He was a 16hh MW hunter type who had 2 scoops a day though. If you are unsure ring the spillers helpline, they are helpful but of the opinion that you cant chang a horses temperament with feed- didnt think it would help perk my boyo up.
Def try to get him as fit as you can first.


----------



## Jingleballs (2 August 2008)

Thanks - Casper is reasonably fit - he's worked 5-6 days a week for around an hour and barely breaks sweat.  He just seems to have lost some of his energy so although he'll still do his hours schooling he requires more leg to get him moving whereas before you spend most of your time trying to stop him!!


----------



## HayleyandBob (2 August 2008)

i bought a bag of that for my boys, my cob goes absolutly nuts on one handfull of it but hes generally forward going just needs a little bit more for hunting and xc, my other boys didnt seems to even notice any of it!  i would recommend a balancer, so far its the best thing iv fed them!


----------



## scotsmare (2 August 2008)

TBH I think rather than guessing about what to give him you need to get proper advice from a feed company.  Also, if he's only getting a little bit of feed then he's not going to have enough oomph to stand up to the work you want him to do.


----------



## Jingleballs (2 August 2008)

[ QUOTE ]
i bought a bag of that for my boys, my cob goes absolutly nuts on one handfull of it but hes generally forward going just needs a little bit more for hunting and xc, my other boys didnt seems to even notice any of it!  i would recommend a balancer, so far its the best thing iv fed them! 

[/ QUOTE ]

I tried him on Baileys lo cal balancer for a couple of months but I found he just put weight on with it and I didn't see any difference in his energy levels??


----------



## Jingleballs (2 August 2008)

[ QUOTE ]
TBH I think rather than guessing about what to give him you need to get proper advice from a feed company.  Also, if he's only getting a little bit of feed then he's not going to have enough oomph to stand up to the work you want him to do. 

[/ QUOTE ]

I wouldn't quite class it as quessing what will work but I would rather have the views of people who have used the products - I took some advise from Baileys on their balancer at the amount they were advising me to feed my already overweight horse only caused him to get fatter.  I also dislike the fact that it's hard to get impartial advice on feeding as they are obviously only promoting their own brand.  I may try and call up a couple of the big ones on Monday but there are just so many to chose from!!!


----------



## star (2 August 2008)

i used to feed similar feeds to my old fat Welshie who just needed a little extra (the spillers one didn't exist then, but other similar ones did).  yes, a fat welshie was prone to lami, but i didn't think small amounts of a quick release energy feed was really increasing his risks that much.

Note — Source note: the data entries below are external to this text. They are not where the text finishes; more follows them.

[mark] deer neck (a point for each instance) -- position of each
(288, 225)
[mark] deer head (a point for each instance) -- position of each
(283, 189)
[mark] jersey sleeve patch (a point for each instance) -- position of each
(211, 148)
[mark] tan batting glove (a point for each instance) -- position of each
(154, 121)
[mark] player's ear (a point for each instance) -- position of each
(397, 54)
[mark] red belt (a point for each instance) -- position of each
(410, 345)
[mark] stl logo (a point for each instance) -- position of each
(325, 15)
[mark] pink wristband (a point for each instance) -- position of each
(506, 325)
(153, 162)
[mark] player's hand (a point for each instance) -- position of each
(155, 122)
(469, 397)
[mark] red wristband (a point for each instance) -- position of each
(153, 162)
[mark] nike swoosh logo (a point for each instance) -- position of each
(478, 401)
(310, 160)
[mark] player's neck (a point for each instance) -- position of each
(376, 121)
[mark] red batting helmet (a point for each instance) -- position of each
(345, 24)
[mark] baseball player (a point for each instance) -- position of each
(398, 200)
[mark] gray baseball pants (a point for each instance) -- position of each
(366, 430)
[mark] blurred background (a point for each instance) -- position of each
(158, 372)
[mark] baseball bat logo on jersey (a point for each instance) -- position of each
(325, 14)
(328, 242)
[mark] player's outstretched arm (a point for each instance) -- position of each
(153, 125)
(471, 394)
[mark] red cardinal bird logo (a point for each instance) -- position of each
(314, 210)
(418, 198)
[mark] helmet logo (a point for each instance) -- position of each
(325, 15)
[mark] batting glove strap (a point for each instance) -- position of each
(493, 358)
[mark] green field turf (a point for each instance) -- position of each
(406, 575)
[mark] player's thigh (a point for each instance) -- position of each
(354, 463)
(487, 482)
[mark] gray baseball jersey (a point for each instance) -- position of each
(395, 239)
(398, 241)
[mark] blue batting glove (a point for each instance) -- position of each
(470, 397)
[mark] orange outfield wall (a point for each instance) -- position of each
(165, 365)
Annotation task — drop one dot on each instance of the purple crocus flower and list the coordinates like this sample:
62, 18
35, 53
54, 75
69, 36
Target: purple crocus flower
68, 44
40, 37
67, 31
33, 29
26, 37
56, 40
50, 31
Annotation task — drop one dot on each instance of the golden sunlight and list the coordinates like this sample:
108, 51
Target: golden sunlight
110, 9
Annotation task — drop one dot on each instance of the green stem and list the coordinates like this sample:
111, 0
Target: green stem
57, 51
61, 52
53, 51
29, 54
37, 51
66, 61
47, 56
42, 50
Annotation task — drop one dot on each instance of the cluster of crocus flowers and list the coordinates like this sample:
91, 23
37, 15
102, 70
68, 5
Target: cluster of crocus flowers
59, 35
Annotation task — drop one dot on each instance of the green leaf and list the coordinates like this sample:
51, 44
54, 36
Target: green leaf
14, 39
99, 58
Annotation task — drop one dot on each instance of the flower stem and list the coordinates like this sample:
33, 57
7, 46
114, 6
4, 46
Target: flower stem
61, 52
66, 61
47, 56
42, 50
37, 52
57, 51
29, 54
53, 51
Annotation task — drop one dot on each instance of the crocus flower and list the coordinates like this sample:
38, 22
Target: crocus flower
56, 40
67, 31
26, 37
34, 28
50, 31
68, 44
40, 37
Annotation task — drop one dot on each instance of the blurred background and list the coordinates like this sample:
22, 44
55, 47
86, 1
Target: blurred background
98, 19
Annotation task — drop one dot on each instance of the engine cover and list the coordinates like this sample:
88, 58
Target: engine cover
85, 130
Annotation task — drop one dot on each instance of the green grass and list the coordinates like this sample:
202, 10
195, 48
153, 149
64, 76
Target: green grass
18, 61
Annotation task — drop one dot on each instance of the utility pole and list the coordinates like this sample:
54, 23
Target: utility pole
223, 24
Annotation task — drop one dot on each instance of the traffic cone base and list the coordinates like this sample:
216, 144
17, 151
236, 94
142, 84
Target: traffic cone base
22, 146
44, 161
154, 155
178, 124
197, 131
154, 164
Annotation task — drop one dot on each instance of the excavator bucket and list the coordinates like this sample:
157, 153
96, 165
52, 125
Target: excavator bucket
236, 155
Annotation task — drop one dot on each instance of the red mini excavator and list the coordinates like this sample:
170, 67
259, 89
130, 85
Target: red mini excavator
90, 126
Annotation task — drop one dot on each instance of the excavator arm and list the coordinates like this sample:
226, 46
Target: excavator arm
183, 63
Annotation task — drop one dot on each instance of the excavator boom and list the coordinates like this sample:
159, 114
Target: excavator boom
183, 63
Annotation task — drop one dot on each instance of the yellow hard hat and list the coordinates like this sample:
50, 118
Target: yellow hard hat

current welshie is rather more fiery and has been on the spillers slow release cubes.  now on baileys endurance mix to try and give him a bit more stamina.


----------



## lilym (2 August 2008)

[ QUOTE ]


current welshie is rather more fiery and has been on the spillers slow release cubes.  now on baileys endurance mix to try and give him a bit more stamina. 

[/ QUOTE ]

snap!! my welshie is on the same....seems to work well, i have more petrol in the tank without silliness.....although i will let you know more after tomorrow's dressage!!


----------



## star (2 August 2008)

have to say i'm liking it so far.  he seems to have energy without so much of the spookiness.  i did forget his so-kalm yesterday though and he was a bit daft today!


----------



## hellybelly6 (3 August 2008)

Remember that energy = calories and if your horse is already a bit chubby this could be why he is finding work difficult.

If you are going to feed it, then I would cut out the pony nuts.

45 mins exercise 5-6 days a week is light work.

I would contact the spillers advice line and see what they have to say.


----------



## TheTwig (17 October 2008)

To be honest i think it sound like he has just got a bit boored and doesnt really feel like exherting himself as apposed to not having the enrgy to do it??!!! I you want to fizz him up a bit then i would think that something more fizzin like instan response would be better than soemthing for endurance which are normally more fat and fibre based rather than starch and sugars. Both will be high on the callorie count though! I'm thinking of trying the Nupafeed Staying Power which is a liquid which goes on the food and helps them with stammina, its not at all heating though. My boy comes out fine but gets tired easily, especially if its hot or he has to travel far. I have used the other nupafeed stuff and i have to say i'm a huge fan, anyone used the staying power??


----------